Salzano, è corretto dire che il metodo della pianificazione, e con lei l’urbanistica tutta, sta agonizzando, oggi, in Italia?
Come disse un po’ di anni fa Leonardo Benevolo, l’urbanistica è parte della politica, non è un mestiere tout-court. È l’arte di governare le trasformazioni della città.
Non è solo un fatto tecnico, dunque.
La tecnica è solo un aspetto della disciplina. L’urbanistica è il progetto di formazione e trasformazione della città che esprime la società nel suo complesso, non ha a che fare con i singoli individui, anche se poi sono loro a fruirne. Partendo da questa asserzione, diventa facile rispondere alla sua domanda: l’urbanistica è in crisi perché è in crisi la politica, che non è più espressione della società, ma di vari individualismi, lobby, separatezze. Questa urbanistica non serve più perché non serve più questa politica. Se poi mi chiede perché in Italia la politica sia diventata tutto questo e sia stato abbandonato il metodo della pianificazione, il ragionamento si fa più complesso.
Facciamolo pure.
Secondo me le ragioni principali sono due. Anzitutto, in Italia la borghesia non ha mai compiutamente vinto e quindi non si è mai data alcuni strumenti essenziali, che le borghesie di tutto il mondo hanno inventato: a cominciare da una solida amministrazione pubblica. Perché la borghesia intelligente sa che il capitalismo funziona bene se c’è un governo pubblico a risolvere i problemi che il mercato non sa risolvere. E fra questi c’è il governo del territorio. La pianificazione, per me, nasce a New York nel 1811, con il piano regolatore che ha dato forma a Manhattan, con un disegno ancora attuale. In Italia, viceversa, non c’è mai stata una borghesia capitalistica seria, vincente. Come conseguenza, questa classe, sviluppatasi essenzialmente nel Nord – e questo è il secondo aspetto da tenere in considerazione – per arrivare al potere ha dovuto fare un patto con l’ancien régime, cioè con i latifondisti del Sud. L’accordo ha consentito alla rendita fondiaria di conservare un peso straordinario, dominante. Il territorio, nel nostro paese, non è il luogo dove costruire la migliore città possibile, ma è uno strumento per fare quattrini. Secondo me è molto significativo che durante l’età delle riforme in Italia, ovvero negli anni Sessanta e Settanta, la borghesia capitalistica, con Agnelli leader di Confindustria, sparasse contro la rendita, favorendo quel processo di innovazione che stava per tagliare le unghie alla rendita, contenendone il peso nella costruzione della città. Purtroppo è stato un momento, durato circa vent’anni; poi hanno prevalso altre logiche. Che non sono un’esclusiva italiana, sia chiaro: è il fenomeno che Richard Sennett ha definito come il declino dell’uomo pubblico, ovvero la riduzione nelle stesse psicologie personali della componente sociale, aperta all’esterno, e il predominio di quella individualistica. In Italia, però, questo aspetto ha raggiunto il parossismo e il tracciato politico che dal Doroteismo porta a Craxi e a Berlusconi è l’espressione limpida di questo percorso.

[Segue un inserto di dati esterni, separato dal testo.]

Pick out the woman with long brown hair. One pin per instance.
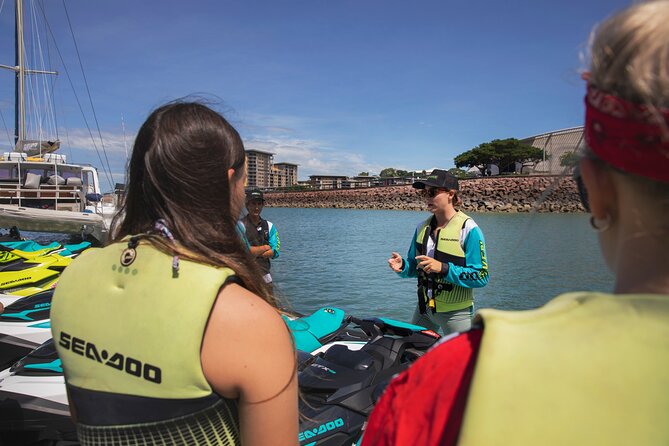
(169, 335)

Non c’è speranza, dunque, per la pianificazione?
Bisogna intendersi. Quando parliamo di pianificazione intendiamo una prassi sviluppata dall’autorità pubblica, che ha come obiettivo un interesse generale. E pensiamo a una pianificazione nella democrazia, trasparente. Persino il fascismo dovette introdurre le osservazioni al piano regolatore, quando inventò questo strumento. Questa pianificazione oggi è scomparsa. Ma una strategia sull’uso del territorio esiste ed è chiarissima: le grandi opere pubbliche da un lato, il piano casa di Berlusconi dall’altro, e ognuno faccia quello che vuole, perché ognuno è padrone a casa sua. Sotto questo aspetto, esiste una pianificazione, un disegno preordinato.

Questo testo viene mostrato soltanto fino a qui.